Thank you for a great tool! I think I got a pretty good understanding of the (s)PLS-DA rather quickly DIABLO is a bit complicated though.
I have identified variables from 3 datasets that distinguish each dataset between healthy and disease. Basically, 9 variables of comp 1 in dataset1,
200 variables of comp1 in dataset2
and 8 variables of comp1 in dataset3.
I have extracted these variables and their values to create a list of objects for DIABLO only containing these 217 variables. Does this make sense?
Next, I want to tune the number of variables to keep from each dataset:
test.keepX = list (colon = c(3:9), plasma = c(5:10, seq(20, 100, 20)),olink = c(3:8))
design = matrix(0, ncol = length(X), nrow = length(X),dimnames = list(names(X), names(X)))
tune.BBM = tune.block.splsda(X = X, Y = Y, ncomp = 5,test.keepX = test.keepX, design = design, validation = ‘Mfold’, folds = 10, nrepeat = 5,dist = “centroids.dist”, cpus = 7)
But I do not understand the output, e.g. I get an error rate of 0 for all comp and
 3 3 3 3 3
 5 10 5 5 5
 3 3 3 3 3
Please, see the attached screenshots.
How do I interpret the results? Error = 0 can’t be right. What went wrong?

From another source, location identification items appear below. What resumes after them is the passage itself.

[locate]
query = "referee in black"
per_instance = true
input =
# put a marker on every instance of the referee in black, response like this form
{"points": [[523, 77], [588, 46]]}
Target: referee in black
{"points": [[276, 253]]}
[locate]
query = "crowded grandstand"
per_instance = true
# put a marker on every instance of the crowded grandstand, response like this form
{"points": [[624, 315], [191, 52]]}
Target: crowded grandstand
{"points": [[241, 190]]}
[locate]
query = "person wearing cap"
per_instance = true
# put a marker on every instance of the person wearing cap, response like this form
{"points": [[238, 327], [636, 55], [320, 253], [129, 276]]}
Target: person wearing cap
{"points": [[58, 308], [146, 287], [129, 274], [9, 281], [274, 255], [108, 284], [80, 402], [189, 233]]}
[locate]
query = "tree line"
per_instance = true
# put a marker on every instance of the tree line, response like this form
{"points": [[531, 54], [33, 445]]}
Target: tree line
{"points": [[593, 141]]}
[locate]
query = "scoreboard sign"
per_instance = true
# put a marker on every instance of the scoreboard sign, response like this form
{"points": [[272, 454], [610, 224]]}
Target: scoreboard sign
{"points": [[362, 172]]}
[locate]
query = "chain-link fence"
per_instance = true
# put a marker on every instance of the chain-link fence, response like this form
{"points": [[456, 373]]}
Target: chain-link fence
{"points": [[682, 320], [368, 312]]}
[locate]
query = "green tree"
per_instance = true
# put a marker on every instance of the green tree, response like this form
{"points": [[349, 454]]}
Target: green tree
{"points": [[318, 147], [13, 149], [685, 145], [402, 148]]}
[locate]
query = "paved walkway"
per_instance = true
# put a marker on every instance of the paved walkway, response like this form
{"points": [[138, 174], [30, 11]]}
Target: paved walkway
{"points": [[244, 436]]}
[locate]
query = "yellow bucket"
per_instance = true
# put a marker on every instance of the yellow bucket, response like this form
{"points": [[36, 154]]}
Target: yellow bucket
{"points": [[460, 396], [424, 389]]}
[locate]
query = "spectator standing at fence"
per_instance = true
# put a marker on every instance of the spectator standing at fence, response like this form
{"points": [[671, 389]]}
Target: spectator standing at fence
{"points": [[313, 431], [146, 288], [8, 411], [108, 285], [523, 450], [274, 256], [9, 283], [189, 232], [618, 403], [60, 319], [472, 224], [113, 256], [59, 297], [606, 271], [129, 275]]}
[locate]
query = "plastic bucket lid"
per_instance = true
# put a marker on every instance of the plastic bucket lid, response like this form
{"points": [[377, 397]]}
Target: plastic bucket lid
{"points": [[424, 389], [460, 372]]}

In addition, I ran circosPlot including all variables. I wanted to get the corMat as well, so I ran:
corMat <- circosPlot(MyResult.diablo1,cutoff=.7, ncol.legend = 2, size.legend = 1.1)
as suggested in another post here in the forum. However, I am puzzled by the output.
How does this code calculate the correlation?
Looking at the matrix, I see one metabolite of dataset1 correlating with itself from the same dataset by only 0.65 while correlating with a protein from a different dataset (and biological compartment) with 0.72. How can this be?